Re: [PATCH v3 1/4] x86/clear_page: extend clear_page*() for multi-page clearing
From: Ankur Arora
Date: Tue Apr 15 2025 - 02:15:15 EST
Mateusz Guzik <mjguzik@xxxxxxxxx> writes:
> On Mon, Apr 14, 2025 at 01:02:59PM +0200, Peter Zijlstra wrote:
>> This symbol is written as a C function with C calling convention, even
>> though it is only meant to be called from that clear_page() alternative.
>>
>> If we want to go change all this, then we should go do the same we do
>> for __clear_user() and write it thusly:
>>
>> asm volatile(ALTERNATIVE("rep stosb",
>> "call rep_stos_alternative", ALT_NOT(X86_FEATURE_FSRS)
>> : "+c" (size), "+D" (addr), ASM_CALL_CONSTRAINT
>> : "a" (0))
>>
>> And forget about all those clear_page_*() thingies.
>>
>
> I have to disagree.
>
> Next to nobody has FSRS, so for now one would have to expect everyone
> would be punting to the routine. Did you mean ERMS as sizes are in fact
> not short?
>
> rep_stos_alternative() as implemented right now sucks in its own right
> ("small" areas sorted out with an 8 byte and 1 byte loops, bigger ones
> unrolled 64 byte loop at a time, no rep stos{b,q} in sight). Someone(tm)
> should fix it and for the sake of argument suppose it happened. That's
> still some code executed to figure out how to zero and to align the buf.
>
> Instead, I think one can start with just retiring clear_page_orig().
>
> With that sucker out of the way, an optional quest is to figure out if
> rep stosq vs rep stosb makes any difference for pages -- for all I know
> rep stosq is the way. This would require testing on quite a few uarchs
> and I'm not going to blame anyone for not being interested.
IIRC some recent AMD models (Rome?) did expose REP_GOOD but not ERMS.

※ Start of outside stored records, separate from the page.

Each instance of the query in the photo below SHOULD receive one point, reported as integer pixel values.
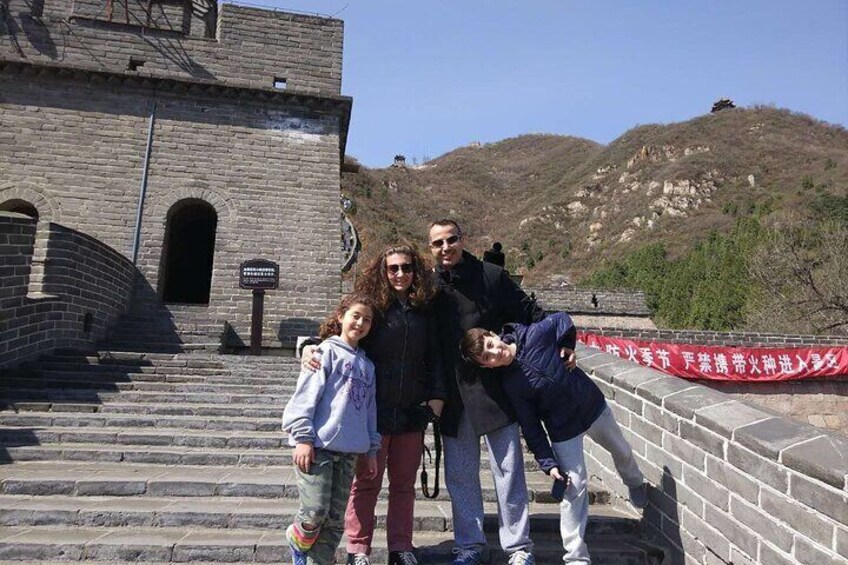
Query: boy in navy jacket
(556, 404)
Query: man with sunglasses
(478, 294)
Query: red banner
(726, 363)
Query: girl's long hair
(332, 326)
(374, 281)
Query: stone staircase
(125, 455)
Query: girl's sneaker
(298, 556)
(466, 556)
(402, 558)
(522, 557)
(358, 559)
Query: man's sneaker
(466, 556)
(298, 556)
(639, 495)
(522, 557)
(358, 559)
(402, 558)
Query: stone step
(65, 395)
(44, 478)
(84, 376)
(161, 346)
(199, 409)
(169, 545)
(101, 420)
(123, 367)
(126, 367)
(170, 455)
(241, 512)
(219, 439)
(80, 382)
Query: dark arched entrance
(20, 207)
(188, 252)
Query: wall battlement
(731, 483)
(235, 45)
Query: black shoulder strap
(437, 439)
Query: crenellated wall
(247, 47)
(742, 339)
(81, 290)
(730, 483)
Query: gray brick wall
(81, 277)
(730, 483)
(252, 46)
(747, 339)
(269, 168)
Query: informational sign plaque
(259, 274)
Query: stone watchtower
(186, 137)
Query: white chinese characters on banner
(726, 363)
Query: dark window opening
(19, 207)
(188, 253)
(134, 64)
(37, 8)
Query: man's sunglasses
(437, 243)
(405, 268)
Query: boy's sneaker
(402, 558)
(639, 495)
(522, 557)
(466, 556)
(358, 559)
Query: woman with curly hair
(404, 346)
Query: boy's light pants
(574, 508)
(462, 477)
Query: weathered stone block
(770, 437)
(824, 458)
(758, 467)
(827, 500)
(797, 516)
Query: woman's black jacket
(405, 349)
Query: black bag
(437, 440)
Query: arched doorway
(188, 252)
(20, 207)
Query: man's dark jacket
(404, 346)
(475, 294)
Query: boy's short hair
(473, 343)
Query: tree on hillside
(802, 271)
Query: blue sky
(429, 76)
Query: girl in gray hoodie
(331, 420)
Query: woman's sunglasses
(405, 268)
(437, 243)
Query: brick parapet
(252, 46)
(730, 483)
(85, 287)
(747, 339)
(588, 301)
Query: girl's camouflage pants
(324, 492)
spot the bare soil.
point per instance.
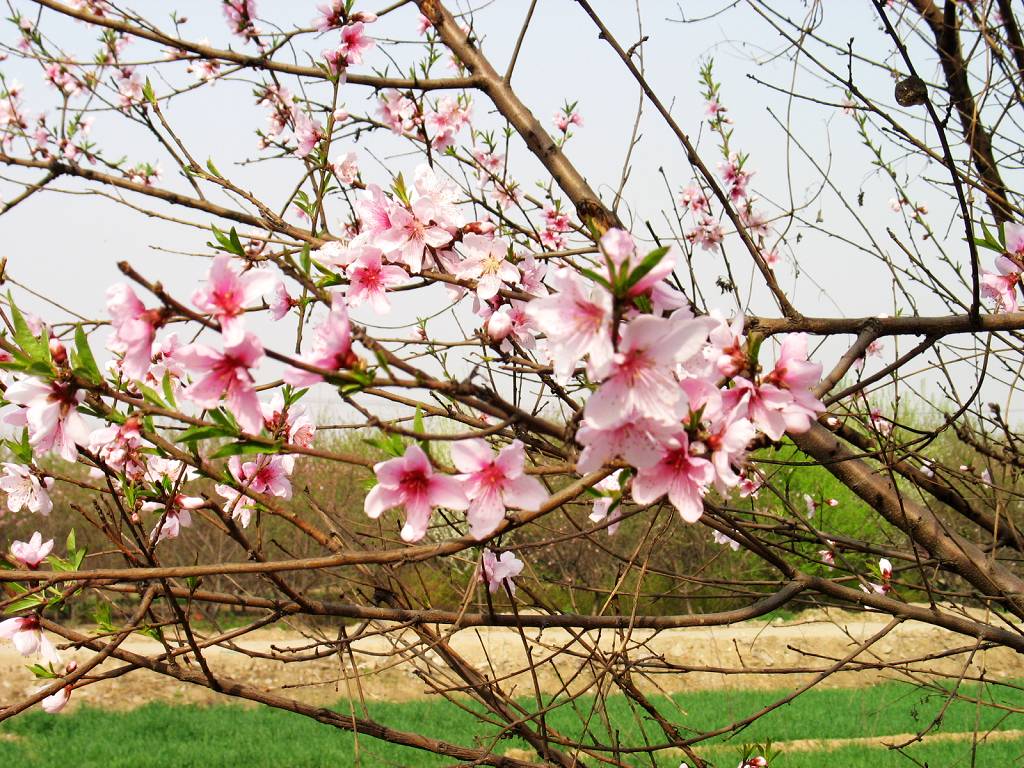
(757, 652)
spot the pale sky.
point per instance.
(67, 246)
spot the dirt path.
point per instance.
(761, 648)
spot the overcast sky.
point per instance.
(67, 246)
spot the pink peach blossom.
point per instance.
(134, 330)
(640, 380)
(32, 552)
(51, 414)
(332, 346)
(484, 261)
(411, 482)
(24, 488)
(173, 516)
(683, 476)
(497, 570)
(226, 375)
(228, 292)
(28, 638)
(495, 483)
(577, 321)
(370, 280)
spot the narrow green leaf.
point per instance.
(85, 359)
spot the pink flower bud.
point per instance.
(499, 326)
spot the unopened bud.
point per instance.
(479, 227)
(499, 326)
(57, 351)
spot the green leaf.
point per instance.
(649, 262)
(150, 395)
(399, 188)
(168, 389)
(32, 601)
(229, 242)
(42, 673)
(37, 349)
(84, 358)
(596, 278)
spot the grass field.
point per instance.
(231, 735)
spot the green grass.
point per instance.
(233, 735)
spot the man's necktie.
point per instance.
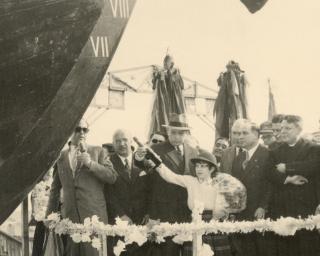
(179, 150)
(127, 168)
(244, 156)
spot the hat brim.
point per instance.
(267, 131)
(177, 127)
(198, 159)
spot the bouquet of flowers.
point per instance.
(232, 194)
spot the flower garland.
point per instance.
(40, 195)
(92, 228)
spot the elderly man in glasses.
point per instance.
(156, 138)
(82, 171)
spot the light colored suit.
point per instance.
(82, 193)
(227, 159)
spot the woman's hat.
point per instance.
(178, 122)
(205, 156)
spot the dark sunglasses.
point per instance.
(79, 129)
(156, 141)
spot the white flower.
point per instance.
(96, 243)
(76, 237)
(119, 248)
(181, 238)
(205, 250)
(285, 226)
(136, 236)
(85, 237)
(87, 222)
(54, 217)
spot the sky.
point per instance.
(280, 42)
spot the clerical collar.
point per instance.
(253, 150)
(73, 147)
(293, 144)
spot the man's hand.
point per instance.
(140, 153)
(149, 164)
(126, 218)
(85, 159)
(296, 180)
(281, 167)
(260, 213)
(145, 219)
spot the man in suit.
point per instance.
(295, 176)
(230, 153)
(127, 197)
(251, 167)
(82, 171)
(220, 146)
(168, 202)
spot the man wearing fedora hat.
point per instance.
(168, 202)
(267, 134)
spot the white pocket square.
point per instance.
(142, 173)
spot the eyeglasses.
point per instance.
(79, 129)
(156, 141)
(202, 165)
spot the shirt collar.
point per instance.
(252, 150)
(123, 159)
(292, 145)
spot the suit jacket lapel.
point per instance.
(66, 164)
(189, 153)
(174, 158)
(120, 167)
(253, 160)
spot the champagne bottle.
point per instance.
(151, 155)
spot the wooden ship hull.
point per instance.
(53, 56)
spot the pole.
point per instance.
(25, 228)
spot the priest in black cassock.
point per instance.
(167, 85)
(295, 178)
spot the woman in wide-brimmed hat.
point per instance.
(219, 193)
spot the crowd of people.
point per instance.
(269, 171)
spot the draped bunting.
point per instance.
(231, 102)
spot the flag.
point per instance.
(272, 105)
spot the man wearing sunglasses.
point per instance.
(82, 171)
(156, 138)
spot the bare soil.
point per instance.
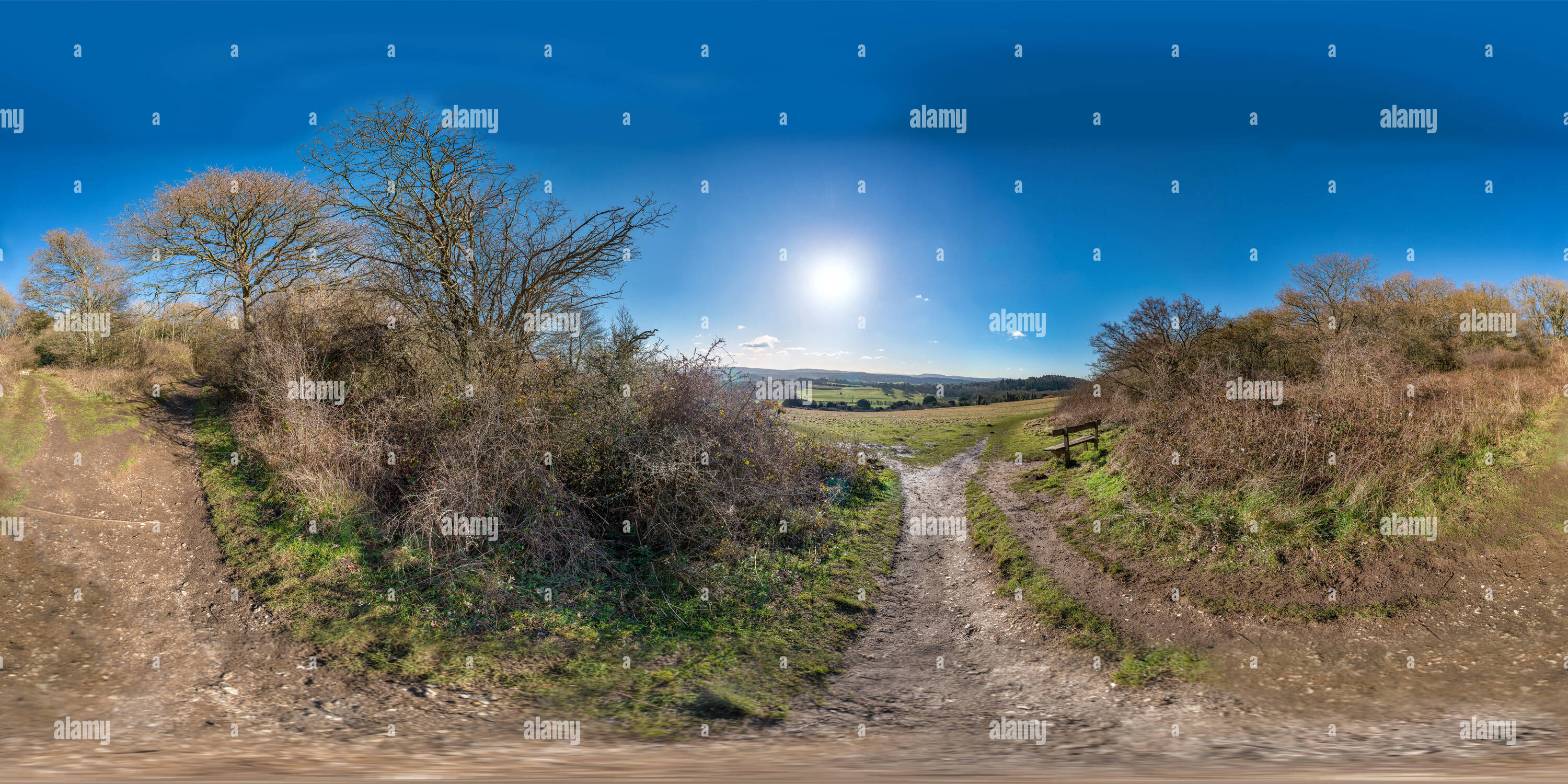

> Let's say nobody bothered OR rep stosb provides a win. In that case this
> can trivially ALTERNATIVE between rep stosb and rep stosq based on ERMS,
> no func calls necessary.
We shouldn't need any function calls for ERMS and REP_GOOD.
I think something like this untested code should work:
asm volatile(
ALTERNATIVE_2("call clear_pages_orig",
"rep stosb", X86_FEATURE_REP_GOOD,
"shrl $3,%ecx; rep stosq", X86_FEATURE_ERMS,
: "+c" (size), "+D" (addr), ASM_CALL_CONSTRAINT
: "a" (0)))
--
ankur